На днях я зашел в тупик. И мне нужен был путеводный луч. В поисках его я обратился к своим школьным дням. Но среди всех хранящихся в моей памяти гнусавых песнопений, которые мы некогда возносили со своих жестких скамей, ни одно не трактовало о совокупном голосе человечества.
Иными словами — об объединенных устных излияниях людских конгломератов.
Иными словами — о Голосе Большого Города.
В индивидуальных голосах недостатка не наблюдается. Мы понимаем песнь поэта, лепет ручейка, побуждение человека, который просит у нас пятерку до понедельника, надписи в гробницах фараонов, язык цветов, «поживей-поживей» кондуктора и увертюру молочных бидонов в четыре часа утра. А кое-какие большеухие утверждают даже, будто им внятны вибрации барабанных перепонок, возникающие под напором воздушных волн, которые производит мистер Г.Джеймс.[114] Но кто способен постигнуть Голос Большого Города? И я отправился искать ответа на этот вопрос. Начал я с Аврелии. На ней было легкое платье из белого муслина, все в трепетании лент, и шляпа с васильками.
— Как по-вашему, — спросил я, запинаясь, ибо собственного голоса у меня нет, — что говорит этот наш большой… э… огромный… э-э… ошеломительный город?
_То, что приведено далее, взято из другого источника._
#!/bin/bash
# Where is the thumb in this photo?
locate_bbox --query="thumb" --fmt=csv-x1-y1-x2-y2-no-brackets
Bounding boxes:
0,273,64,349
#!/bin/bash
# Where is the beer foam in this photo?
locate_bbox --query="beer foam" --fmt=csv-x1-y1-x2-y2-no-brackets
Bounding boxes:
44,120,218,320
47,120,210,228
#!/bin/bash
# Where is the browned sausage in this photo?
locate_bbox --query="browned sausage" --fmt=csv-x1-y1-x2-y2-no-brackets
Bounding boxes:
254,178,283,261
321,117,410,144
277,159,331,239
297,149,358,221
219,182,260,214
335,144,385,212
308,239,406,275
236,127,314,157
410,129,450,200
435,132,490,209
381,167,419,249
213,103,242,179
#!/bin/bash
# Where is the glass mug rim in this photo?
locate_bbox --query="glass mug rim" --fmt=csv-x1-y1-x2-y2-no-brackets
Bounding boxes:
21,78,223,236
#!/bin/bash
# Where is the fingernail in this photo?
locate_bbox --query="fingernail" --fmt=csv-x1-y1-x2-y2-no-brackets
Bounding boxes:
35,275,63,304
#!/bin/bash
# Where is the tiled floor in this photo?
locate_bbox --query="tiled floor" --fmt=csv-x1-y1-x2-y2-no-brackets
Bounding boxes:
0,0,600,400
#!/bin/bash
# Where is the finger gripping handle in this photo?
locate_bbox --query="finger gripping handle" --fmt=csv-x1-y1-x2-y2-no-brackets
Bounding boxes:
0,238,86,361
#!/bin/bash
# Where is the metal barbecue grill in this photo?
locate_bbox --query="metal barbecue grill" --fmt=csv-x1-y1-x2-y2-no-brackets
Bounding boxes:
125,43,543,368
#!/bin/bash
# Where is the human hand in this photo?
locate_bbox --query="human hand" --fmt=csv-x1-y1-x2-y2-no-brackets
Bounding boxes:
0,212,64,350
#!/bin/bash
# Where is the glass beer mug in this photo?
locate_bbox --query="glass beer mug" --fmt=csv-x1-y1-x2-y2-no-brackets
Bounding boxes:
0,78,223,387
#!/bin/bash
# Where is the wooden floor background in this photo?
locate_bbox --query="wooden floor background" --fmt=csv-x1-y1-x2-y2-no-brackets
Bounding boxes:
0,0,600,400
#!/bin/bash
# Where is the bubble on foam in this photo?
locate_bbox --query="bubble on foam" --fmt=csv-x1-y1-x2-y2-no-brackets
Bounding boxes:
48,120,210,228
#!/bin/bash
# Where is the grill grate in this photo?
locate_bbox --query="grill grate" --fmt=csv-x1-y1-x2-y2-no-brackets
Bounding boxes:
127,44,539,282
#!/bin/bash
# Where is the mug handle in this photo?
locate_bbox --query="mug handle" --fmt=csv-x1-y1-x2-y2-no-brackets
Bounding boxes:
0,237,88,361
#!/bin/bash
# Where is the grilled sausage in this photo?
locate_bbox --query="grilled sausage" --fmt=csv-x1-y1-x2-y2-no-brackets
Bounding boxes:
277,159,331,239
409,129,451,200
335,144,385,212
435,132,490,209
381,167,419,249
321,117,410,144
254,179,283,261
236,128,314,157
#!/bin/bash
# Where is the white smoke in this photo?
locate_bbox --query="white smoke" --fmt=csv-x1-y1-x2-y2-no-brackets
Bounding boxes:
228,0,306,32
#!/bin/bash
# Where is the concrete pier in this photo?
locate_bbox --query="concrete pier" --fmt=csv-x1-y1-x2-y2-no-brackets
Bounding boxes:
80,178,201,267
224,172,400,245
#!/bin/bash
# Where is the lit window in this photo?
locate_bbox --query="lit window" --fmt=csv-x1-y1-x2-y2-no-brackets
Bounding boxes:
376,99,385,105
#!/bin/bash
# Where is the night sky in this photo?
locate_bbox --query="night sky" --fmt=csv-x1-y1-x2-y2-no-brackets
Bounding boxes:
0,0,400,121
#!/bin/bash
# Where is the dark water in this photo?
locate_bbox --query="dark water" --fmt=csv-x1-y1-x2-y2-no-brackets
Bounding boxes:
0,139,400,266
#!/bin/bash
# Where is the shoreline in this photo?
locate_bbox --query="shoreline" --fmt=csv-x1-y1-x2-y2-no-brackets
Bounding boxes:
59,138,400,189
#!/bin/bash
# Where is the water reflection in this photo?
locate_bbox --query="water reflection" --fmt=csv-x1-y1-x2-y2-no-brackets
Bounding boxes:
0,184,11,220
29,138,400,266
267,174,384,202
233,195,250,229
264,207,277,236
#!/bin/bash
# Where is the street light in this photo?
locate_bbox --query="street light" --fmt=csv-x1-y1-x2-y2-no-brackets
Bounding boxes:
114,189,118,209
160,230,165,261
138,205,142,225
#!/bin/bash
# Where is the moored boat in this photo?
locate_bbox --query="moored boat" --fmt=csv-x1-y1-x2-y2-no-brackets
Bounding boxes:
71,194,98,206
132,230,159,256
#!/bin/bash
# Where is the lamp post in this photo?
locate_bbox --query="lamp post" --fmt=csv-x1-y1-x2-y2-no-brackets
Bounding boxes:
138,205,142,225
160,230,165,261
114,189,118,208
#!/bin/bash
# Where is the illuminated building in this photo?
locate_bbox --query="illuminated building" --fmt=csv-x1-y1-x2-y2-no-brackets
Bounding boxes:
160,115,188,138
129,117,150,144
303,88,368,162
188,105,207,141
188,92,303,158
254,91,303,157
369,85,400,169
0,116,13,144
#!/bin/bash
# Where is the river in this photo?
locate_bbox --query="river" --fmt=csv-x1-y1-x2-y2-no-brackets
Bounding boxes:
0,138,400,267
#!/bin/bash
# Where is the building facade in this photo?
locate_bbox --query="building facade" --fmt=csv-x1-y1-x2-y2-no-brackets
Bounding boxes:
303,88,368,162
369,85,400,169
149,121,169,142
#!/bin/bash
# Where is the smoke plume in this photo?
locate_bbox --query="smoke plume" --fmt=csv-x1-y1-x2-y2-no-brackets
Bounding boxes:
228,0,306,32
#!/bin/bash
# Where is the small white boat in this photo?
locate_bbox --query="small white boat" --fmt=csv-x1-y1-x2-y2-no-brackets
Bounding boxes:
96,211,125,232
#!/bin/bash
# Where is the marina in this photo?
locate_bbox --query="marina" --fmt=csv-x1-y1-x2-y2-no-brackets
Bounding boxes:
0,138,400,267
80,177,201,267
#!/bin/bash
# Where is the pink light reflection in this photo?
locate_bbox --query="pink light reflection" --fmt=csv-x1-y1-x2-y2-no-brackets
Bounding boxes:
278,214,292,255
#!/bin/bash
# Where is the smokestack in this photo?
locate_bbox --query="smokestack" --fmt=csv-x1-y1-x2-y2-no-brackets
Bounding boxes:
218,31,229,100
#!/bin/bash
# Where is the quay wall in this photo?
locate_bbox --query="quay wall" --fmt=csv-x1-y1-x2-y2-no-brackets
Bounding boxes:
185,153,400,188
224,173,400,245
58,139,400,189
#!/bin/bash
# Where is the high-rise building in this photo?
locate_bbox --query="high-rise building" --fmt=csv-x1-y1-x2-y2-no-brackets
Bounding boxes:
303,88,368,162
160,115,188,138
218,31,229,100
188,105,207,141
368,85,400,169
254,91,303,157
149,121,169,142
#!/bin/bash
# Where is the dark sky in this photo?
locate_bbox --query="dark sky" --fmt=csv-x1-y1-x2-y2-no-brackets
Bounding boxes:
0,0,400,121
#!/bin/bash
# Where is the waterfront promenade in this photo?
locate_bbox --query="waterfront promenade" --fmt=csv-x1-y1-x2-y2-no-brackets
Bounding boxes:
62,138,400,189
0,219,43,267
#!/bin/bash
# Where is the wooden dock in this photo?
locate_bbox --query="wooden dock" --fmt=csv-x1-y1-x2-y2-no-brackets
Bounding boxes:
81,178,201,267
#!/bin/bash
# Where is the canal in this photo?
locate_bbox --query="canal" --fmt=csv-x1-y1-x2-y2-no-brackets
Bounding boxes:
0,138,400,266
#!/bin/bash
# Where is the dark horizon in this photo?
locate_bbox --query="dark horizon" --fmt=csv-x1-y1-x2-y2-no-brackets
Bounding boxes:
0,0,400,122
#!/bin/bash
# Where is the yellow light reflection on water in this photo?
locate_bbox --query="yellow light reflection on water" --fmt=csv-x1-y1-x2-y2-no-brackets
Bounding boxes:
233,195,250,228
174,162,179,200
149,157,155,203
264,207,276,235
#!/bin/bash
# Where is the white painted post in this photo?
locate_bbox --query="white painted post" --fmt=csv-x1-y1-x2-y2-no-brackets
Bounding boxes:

Ведь должен же у него быть голос! Говорит ли он с вами? Как вы толкуете смысл его речей? Он колоссален, но и к нему должен быть ключ.
— Как у дорожного сундука? — осведомилась Аврелия.
— Нет, — сказал я. — Сундуки тут ни при чем. Мне пришло в голову, что у каждого города должен быть свой голос. Каждый из них что-то говорит тем, кто способен услышать. Так что же говорит вам Нью-Йорк?
— Все города, — вынесла свой приговор Аврелия, — говорят одно и то же. А когда они умолкают, доносится эхо из Филадельфии. И значит, они единодушны.
— Мы имеем тут, — сказал я наставительно, — четыре миллиона человек, втиснутых на островок, состоящий главным образом из простаков, омываемых волнами Уоллстрита. Скопление столь огромного числа простых элементов на столь малом пространстве не может не привести к возникновению некоей личности, а вернее — некоего однородного единства, устное самовыражение которого происходит через некий же общий рупор. Проводится, так сказать, непрерывный референдум, и его результаты фиксируются во всеобъемлющей идее, которая открывается нам через посредство того, что можно назвать Голосом Большого Города. Так не могли бы вы сказать мне, что это, собственно, такое?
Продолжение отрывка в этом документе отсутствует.